CAREER: Data-Driven Debugging of Complex Program Changes
Virginia Polytechnic Institute And State University, Blacksburg VA
Investigators
Abstract
After the initial release of a software application, developers continue changing it by adding new features, fixing software defects, or improving the implementation of existing features. As the application becomes older and larger, program changes become more complex. It becomes more difficult for developers to change or maintain the software efficiently and correctly. Slowly and incorrectly evolved software systems negatively impact both software producers and consumers; these systems can cause tremendous economic costs, put customers' data and privacy at risk, and even threaten people's lives. This project addresses this problem by helping computers and developers better understand, check, and apply complex changes. The project's novelty is in new methods and tools to characterize, model, validate, and suggest code modifications. The project's impacts are increasing programmer productivity, improving software reliability, reducing software cost, and protecting people and privacy data from issues caused by problematic software upgrades. The project will conduct empirical studies of software projects (in the GitHub repository) to understand and characterize multi-change edits "in the wild" to discover frequently co-changed patterns among code and non-code entities. Using these inferred patterns, the project will classify multi-change edits into different types such as bug fixes, refactorings, and feature enhancements. Techniques will be devised to make multi-edit changes, to ensure their correctness, and to automatically repair programs' multi-change edit sequences.

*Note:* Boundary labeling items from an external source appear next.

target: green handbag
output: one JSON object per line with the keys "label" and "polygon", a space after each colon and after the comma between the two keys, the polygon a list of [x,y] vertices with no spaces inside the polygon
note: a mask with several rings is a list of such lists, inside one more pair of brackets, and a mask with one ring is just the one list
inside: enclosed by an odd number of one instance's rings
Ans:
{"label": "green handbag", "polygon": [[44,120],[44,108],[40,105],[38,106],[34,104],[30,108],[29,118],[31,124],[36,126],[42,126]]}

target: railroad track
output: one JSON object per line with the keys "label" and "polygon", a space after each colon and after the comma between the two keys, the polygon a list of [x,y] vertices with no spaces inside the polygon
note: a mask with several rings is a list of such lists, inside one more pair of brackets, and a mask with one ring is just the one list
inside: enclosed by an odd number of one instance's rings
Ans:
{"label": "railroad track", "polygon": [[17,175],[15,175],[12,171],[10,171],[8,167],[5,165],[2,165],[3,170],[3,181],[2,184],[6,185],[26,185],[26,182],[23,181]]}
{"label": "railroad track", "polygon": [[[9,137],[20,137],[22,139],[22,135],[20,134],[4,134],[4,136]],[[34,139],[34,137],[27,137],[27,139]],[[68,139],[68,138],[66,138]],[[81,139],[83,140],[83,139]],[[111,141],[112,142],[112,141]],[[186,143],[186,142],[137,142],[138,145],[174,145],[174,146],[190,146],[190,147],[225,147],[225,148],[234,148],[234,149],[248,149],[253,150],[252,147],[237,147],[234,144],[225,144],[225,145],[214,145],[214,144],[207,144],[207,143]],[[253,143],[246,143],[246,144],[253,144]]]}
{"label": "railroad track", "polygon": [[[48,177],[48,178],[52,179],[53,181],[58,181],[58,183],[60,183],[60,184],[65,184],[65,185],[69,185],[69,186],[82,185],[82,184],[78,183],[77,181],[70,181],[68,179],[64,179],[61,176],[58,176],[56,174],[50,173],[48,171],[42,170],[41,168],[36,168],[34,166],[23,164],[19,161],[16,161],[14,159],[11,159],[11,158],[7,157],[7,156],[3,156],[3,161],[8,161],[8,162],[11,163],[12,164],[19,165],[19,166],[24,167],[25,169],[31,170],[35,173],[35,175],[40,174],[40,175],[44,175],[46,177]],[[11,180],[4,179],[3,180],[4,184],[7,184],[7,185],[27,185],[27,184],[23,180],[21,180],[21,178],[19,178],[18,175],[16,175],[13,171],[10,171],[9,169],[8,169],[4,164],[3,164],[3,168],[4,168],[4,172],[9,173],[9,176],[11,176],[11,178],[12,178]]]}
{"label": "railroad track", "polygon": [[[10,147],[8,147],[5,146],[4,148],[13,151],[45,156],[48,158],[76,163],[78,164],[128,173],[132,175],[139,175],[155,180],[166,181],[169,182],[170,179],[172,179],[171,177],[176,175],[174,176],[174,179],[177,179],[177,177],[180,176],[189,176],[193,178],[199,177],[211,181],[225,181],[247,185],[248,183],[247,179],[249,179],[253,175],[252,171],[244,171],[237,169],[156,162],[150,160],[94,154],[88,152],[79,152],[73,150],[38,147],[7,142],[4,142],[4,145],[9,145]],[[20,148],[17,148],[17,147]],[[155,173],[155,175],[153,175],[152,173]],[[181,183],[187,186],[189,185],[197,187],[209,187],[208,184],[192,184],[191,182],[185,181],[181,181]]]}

These capabilities will be combined with delta debugging and dynamic patch validation in a a prototype editing and testing tool called Oedit, which will automatically recover programs from erroneous software updates and upgrades. The long-term vision is to provide a programming environment that supports complex, multi-change edits, with attention to their correctness, and with self-healing capabilities. This award reflects NSF's statutory mission and has been deemed worthy of support through evaluation using the Foundation's intellectual merit and broader impacts review criteria.